Do you think brainwave-reading technology is going to perpetually remain as bulky as the MRI machines we're familiar with today? Personally, I wouldn't bet on it.

No, but given the obvious use I hope it's as far away as the article says.
 
I’m not an opponent of AI — in fact, I’m a driver of us using the cutting edge of it at work — but I am a massive opponent of unrealistic hype based on misunderstandings of the technology that imagine impossible utopias. Not least because when those utopias don’t happen in the next 10-20 years, the backlash tends to halt the realistic advancement of the technology — see nuclear fission, for example.

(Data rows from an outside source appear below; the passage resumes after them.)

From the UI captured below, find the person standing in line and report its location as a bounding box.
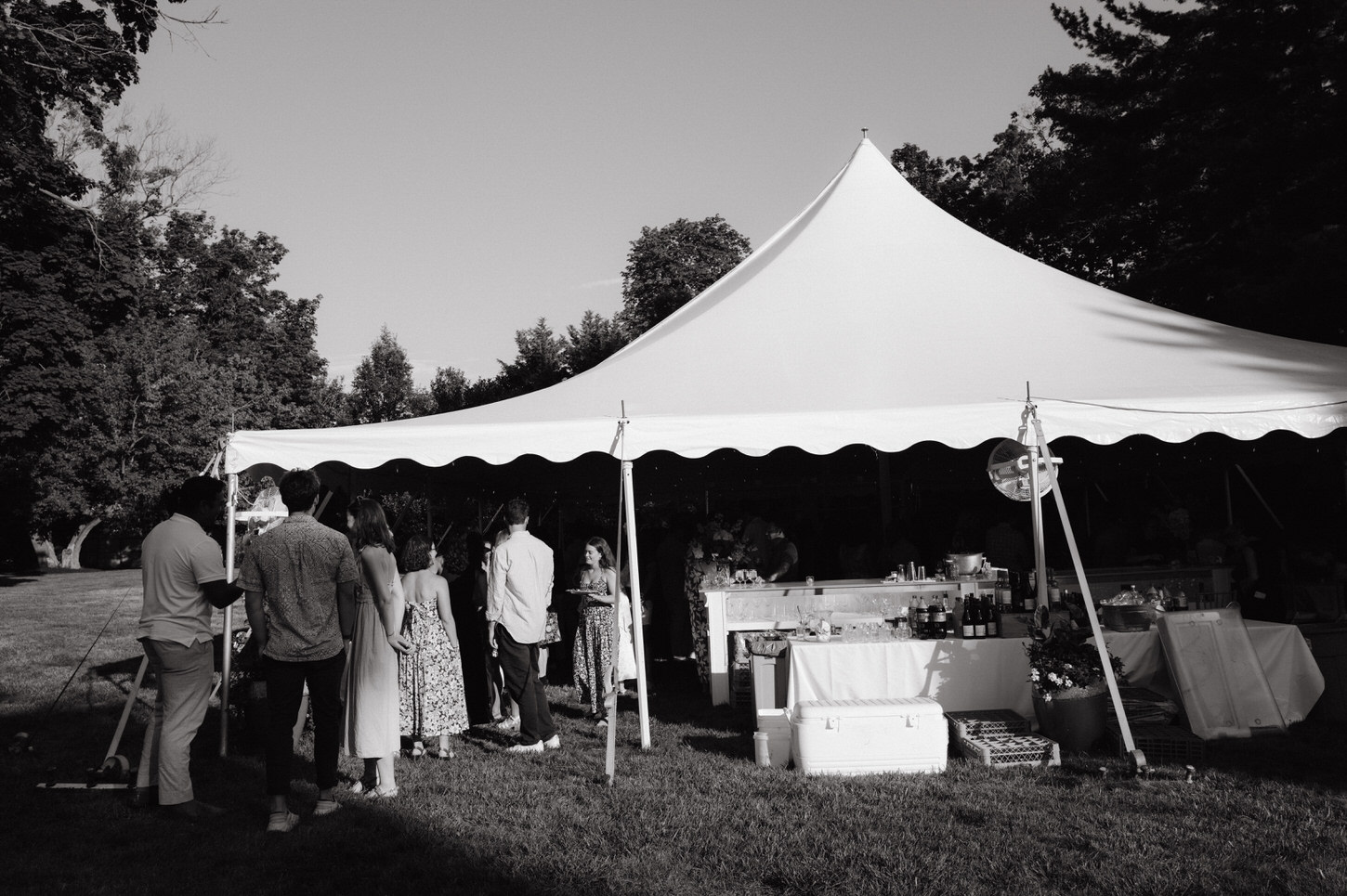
[486,498,562,753]
[764,522,800,581]
[132,476,242,818]
[572,537,619,725]
[239,470,356,833]
[342,498,411,799]
[398,536,467,759]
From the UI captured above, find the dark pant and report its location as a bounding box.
[263,651,347,797]
[496,626,556,744]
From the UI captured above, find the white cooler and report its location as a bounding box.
[791,697,949,775]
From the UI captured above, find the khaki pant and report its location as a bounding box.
[136,638,216,806]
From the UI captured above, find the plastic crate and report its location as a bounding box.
[730,663,753,709]
[1107,686,1179,728]
[1105,719,1207,765]
[959,734,1062,768]
[944,709,1033,741]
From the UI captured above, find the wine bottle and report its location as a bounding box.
[927,594,949,639]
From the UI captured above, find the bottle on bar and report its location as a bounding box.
[985,591,1000,638]
[912,596,931,641]
[927,594,949,639]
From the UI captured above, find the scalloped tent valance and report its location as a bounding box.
[225,140,1347,473]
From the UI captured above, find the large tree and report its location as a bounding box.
[562,311,631,377]
[621,215,751,338]
[1033,0,1347,342]
[0,0,338,565]
[893,0,1347,344]
[350,326,418,423]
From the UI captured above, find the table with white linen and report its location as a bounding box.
[785,620,1324,724]
[785,638,1033,717]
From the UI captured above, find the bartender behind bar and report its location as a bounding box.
[764,521,800,581]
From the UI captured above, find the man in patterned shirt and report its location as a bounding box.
[239,470,356,833]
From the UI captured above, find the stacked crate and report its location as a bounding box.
[944,709,1062,768]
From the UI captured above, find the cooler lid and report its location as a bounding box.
[792,697,943,719]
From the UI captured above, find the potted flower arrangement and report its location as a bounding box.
[1024,606,1126,752]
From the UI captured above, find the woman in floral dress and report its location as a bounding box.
[571,539,619,724]
[398,536,467,759]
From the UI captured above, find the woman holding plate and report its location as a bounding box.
[569,537,631,724]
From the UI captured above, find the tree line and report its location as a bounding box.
[347,215,751,422]
[0,0,1347,565]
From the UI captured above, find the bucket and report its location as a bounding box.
[753,709,791,768]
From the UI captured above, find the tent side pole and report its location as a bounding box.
[219,474,239,758]
[622,461,650,749]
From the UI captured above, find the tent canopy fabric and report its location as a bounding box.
[225,140,1347,473]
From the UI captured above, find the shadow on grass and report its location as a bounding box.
[0,713,601,896]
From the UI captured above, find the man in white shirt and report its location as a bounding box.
[486,500,562,753]
[134,476,242,818]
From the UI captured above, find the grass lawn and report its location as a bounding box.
[0,570,1347,896]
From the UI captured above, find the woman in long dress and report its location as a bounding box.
[398,536,467,759]
[571,537,634,724]
[342,498,411,799]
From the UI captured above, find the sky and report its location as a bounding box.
[123,0,1084,386]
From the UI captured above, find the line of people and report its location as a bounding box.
[136,470,635,833]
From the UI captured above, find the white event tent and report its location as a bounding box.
[225,134,1347,747]
[234,140,1347,473]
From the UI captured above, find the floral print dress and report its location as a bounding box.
[398,602,467,738]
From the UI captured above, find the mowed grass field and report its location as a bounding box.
[0,570,1347,896]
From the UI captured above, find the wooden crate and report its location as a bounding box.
[959,734,1062,768]
[1105,719,1207,765]
[944,709,1033,743]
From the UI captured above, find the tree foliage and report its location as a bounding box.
[621,215,751,338]
[562,311,631,377]
[0,0,337,563]
[1033,0,1347,342]
[350,326,418,423]
[893,0,1347,343]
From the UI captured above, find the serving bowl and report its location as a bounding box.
[944,554,982,576]
[1099,604,1156,631]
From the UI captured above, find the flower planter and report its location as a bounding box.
[1033,687,1108,753]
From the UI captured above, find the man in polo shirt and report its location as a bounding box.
[486,500,562,753]
[134,476,242,818]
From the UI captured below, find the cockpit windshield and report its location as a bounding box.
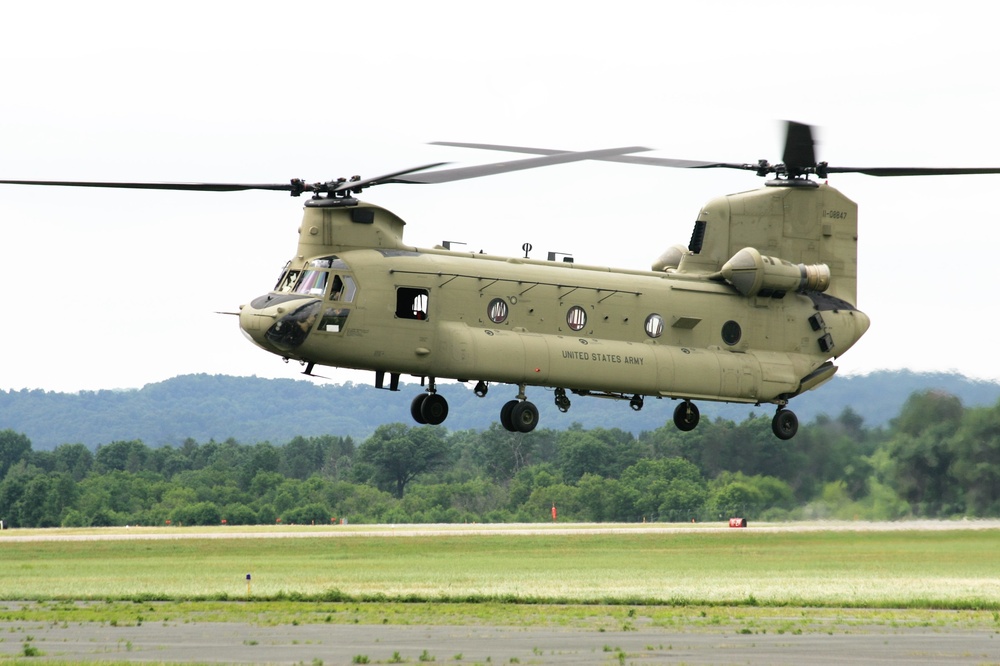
[274,256,355,300]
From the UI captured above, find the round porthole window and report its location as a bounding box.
[722,319,743,345]
[646,314,663,338]
[566,305,587,331]
[486,298,508,324]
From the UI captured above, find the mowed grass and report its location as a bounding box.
[0,528,1000,610]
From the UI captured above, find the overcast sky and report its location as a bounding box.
[0,0,1000,391]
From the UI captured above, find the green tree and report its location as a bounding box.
[950,403,1000,516]
[621,458,708,522]
[0,430,31,481]
[358,423,448,498]
[94,440,150,473]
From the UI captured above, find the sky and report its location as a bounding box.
[0,0,1000,391]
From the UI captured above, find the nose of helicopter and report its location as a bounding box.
[240,295,321,354]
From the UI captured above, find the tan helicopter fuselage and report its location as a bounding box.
[240,185,869,404]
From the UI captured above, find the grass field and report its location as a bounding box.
[0,526,1000,611]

This “brainwave breakthrough” is an example. Our ability to understand cognitive mechanisms and read them with scanners is currently like trying to navigate using a paper map of the world. It’s pretty good if you want to understand where Bogotá sits compared to La Paz. However, good luck trying to navigate the Oxford traffic management zones. The reason it needs lengthy training on one individual is because, I would think, a generalised model is, technologically and scientifically, still light years away. So instead of understanding how thoughts work, we are merely predicting them based on a dataset of a single individual. But this individual’s specifics will be significantly different to the specifics of another individual. To mess up my earlier analogy, you can’t overlay the traffic flow you’ve obtained for Bogotá on your map of the world and think that tells you how to navigate the roads in Oxford. (Bogotá and Oxford have now become individuals rather than cognitive structures, so apologies, but you get the idea).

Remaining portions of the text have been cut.